How to implement a natural sort algorithm in c++?

Question

I'm sorting strings that are comprised of text and numbers. I want the sort to sort the number parts as numbers, not alphanumeric.

For example I want: abc1def, ..., abc9def, abc10def

instead of: abc10def, abc1def, ..., abc9def

Does anyone know an algorithm for this (in particular in c++)

Thanks

@dmckee - to be fair he didn't use the term (as I didn't when I asked the same question) "Natural Sorting" - that was edited in later. — Paul Tomblin
– Paul Tomblin, Commented Mar 13, 2009 at 18:35

Paul Tomblin · Accepted Answer · 2023-06-01 12:05:14Z

18

I asked this exact question (although in Java) and got pointed to ~~http://www.davekoelle.com/alphanum.html~~ which has an algorithm and implementations of it in many languages.

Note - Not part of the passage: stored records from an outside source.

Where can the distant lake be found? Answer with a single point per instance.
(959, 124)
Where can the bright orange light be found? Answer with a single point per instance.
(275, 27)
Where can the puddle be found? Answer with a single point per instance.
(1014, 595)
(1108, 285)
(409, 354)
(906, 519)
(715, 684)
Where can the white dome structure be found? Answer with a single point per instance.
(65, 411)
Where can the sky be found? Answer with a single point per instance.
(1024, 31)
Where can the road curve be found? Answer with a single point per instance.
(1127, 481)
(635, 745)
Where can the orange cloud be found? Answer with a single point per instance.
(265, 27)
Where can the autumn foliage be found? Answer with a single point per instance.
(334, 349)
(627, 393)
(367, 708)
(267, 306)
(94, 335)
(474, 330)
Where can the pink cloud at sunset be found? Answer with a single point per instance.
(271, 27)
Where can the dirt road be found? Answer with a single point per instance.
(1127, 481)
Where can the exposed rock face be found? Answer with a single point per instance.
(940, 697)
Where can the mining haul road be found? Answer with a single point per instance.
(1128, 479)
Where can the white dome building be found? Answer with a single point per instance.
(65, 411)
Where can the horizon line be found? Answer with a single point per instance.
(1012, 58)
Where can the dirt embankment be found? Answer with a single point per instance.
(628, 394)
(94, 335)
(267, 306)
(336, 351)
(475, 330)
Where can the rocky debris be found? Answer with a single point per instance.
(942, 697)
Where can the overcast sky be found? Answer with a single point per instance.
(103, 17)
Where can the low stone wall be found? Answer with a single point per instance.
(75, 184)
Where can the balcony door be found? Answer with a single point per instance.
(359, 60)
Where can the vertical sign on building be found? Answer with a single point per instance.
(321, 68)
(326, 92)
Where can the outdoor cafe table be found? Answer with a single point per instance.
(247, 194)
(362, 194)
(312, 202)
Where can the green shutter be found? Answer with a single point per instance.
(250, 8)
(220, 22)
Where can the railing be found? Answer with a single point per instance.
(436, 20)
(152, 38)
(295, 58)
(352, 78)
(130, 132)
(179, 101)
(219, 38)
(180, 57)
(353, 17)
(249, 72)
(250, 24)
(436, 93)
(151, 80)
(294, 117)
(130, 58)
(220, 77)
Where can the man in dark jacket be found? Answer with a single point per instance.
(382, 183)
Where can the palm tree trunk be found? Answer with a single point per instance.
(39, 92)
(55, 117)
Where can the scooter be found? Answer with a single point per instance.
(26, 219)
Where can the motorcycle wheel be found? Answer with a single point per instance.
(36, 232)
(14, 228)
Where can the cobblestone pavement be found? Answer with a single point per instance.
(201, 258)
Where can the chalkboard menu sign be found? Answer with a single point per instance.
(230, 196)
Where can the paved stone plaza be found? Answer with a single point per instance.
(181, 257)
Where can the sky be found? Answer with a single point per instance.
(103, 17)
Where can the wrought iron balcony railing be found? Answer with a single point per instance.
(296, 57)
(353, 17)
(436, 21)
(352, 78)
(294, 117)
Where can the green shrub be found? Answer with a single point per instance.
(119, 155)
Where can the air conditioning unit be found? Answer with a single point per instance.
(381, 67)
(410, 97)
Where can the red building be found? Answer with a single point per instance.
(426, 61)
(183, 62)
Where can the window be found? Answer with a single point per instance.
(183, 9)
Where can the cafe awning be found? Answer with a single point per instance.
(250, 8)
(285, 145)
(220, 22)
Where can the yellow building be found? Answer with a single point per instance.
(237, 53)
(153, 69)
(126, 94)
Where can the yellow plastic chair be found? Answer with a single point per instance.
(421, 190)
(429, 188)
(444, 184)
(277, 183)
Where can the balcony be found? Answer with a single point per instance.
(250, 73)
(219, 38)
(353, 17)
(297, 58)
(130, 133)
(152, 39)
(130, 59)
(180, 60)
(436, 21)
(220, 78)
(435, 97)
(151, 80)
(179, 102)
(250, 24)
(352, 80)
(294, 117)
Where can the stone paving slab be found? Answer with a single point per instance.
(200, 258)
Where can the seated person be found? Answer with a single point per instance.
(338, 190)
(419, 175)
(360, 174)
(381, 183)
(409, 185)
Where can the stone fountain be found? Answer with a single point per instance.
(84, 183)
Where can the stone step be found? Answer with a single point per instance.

Update 14 years later: Dave Koelle’s blog has gone off line and I can’t find his actual algorithm, but here’s an implementation. https://github.com/cblanc/koelle-sort

Update 14 years and 5 months after the original answer: In the comments, it was pointed out that Dave Koelle’s blog is on the wayback machine at https://web.archive.org/web/20210207124255/davekoelle.com/alphanum.html

edited Jun 1, 2023 at 12:05

answered Mar 13, 2009 at 11:31

Paul Tomblin

184k59 gold badges324 silver badges412 bronze badges

Sign up to request clarification or add additional context in comments.

3 Comments

Dominic Rodger Over a year ago

+1 Thanks Paul - I looked for natural sort and the C++ tag, but didn't find anything.

김선달 Over a year ago

The link is dead

Hedede Over a year ago

It is available through the Wayback Machine: web.archive.org/web/20210207124255/davekoelle.com/alphanum.html

Josh Kelley · Accepted Answer · 2014-11-05 19:50:13Z

9

Several natural sort implementations for C++ are available. A brief review:

natural_sort<> - based on Boost.Regex.
- In my tests, it's roughly 20 times slower than other options.
Dirk Jagdmann's alnum.hpp, based on Dave Koelle's alphanum algorithm
- Potential integer overlow issues for values over MAXINT
Martin Pool's natsort - written in C, but trivially usable from C++.
- The only C/C++ implementation I've seen to offer a case insensitive version, which would seem to be a high priority for a "natural" sort.
- Like the other implementations, it doesn't actually parse decimal points, but it does special case leading zeroes (anything with a leading 0 is assumed to be a fraction), which is a little weird but potentially useful.
- PHP uses this algorithm.

edited Nov 5, 2014 at 19:50

answered Nov 5, 2014 at 19:43

Josh Kelley

58.7k22 gold badges166 silver badges259 bronze badges

Comments

Cœur · Accepted Answer · 2018-10-21 03:29:05Z

6

This is known as natural sorting. There's an algorithm here that looks promising.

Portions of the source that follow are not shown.